After 44 years of walking with the Lord I have to confess there are still times I struggle with prayer. But I also can say I’ve learned enough to know I can’t live without it. Every single person I respect in the Christian faith prioritizes prayer more than all else that they do. I heard a 2010 interview this week with Billy Graham and he said if he had to do it all over again he would have done less traveling and spend more time in prayer and meditation. It was a “slap in the back of the head” reminder to me. Again, I say without exaggeration, the men and women I most highly respect all say the same thing.
I’ve read many books on prayer and they have helped me make sense of prayer. I have written down quotes from some of them and hung them on my wall behind my desk to help me not forget why I should pray. For example, Edward McKendree writes, “The central significance of prayer is not in the things that happen as results, but in the deepening intimacy and unhurried communion with God at His central throne of control in order to discover a sense of God’s need in order to call on God’s help to meet that need. (Emphasis mine)
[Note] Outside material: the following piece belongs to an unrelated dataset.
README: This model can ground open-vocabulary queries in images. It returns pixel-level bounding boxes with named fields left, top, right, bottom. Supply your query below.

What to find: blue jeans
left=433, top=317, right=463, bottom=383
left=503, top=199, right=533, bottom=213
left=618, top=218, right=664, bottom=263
Oswald Chambers writes, “There is only one relationship that matters, and that is your personal relationship to a personal Redeemer and Lord. Let everything else go, but maintain that at all cost and God will fulfill his purpose through your life.” (What a thought that God will fulfill His purpose through us.)
Last week I read a devotional from a man I followed for many years. Someone I highly respect. He has been one of the biggest influences in my Christian walk. He is Charles Stanley. He, like Billy Graham, is an example of a life well lived. He wrote a book called, How To Listen To God. I recommend that book to everyone I know. If we practice the principles set forth in that book our lives will be revolutionized. (Ok, I’m done with the book promotion.) I read a devotional of his last week and I think it compliments Sunday’s message perfectly. He says, “ Your responsibility is to cling to the Father with all your heart, mind, soul, and strength regardless of what happens. Ultimately, He will provide what is absolutely best for you as you seek Him. But it is immensely important that you remain rightly related to Him, so that even when you do not understand why He is allowing certain challenges to touch your life, you are still connected to His love, wisdom, and strength. Having His unlimited power to support you will be a constant comfort to you. (Pay attention to this part.) When you have a steady, intimate relationship with God, you always have hope.
Pastor G was right, the Christian should never be without hope, but many are. I think it’s because we don’t have that “steady, intimate relationship with God”, in other words, a good prayer life.
- What relationship matters more to you than the one you have with the Lord?
- Is my time with Him hurried or unhurried?
- Have you gotten His burden for your life?
- Do you have what it takes to meet that burden?
- Do you ever experience hopelessness? How will you correct it?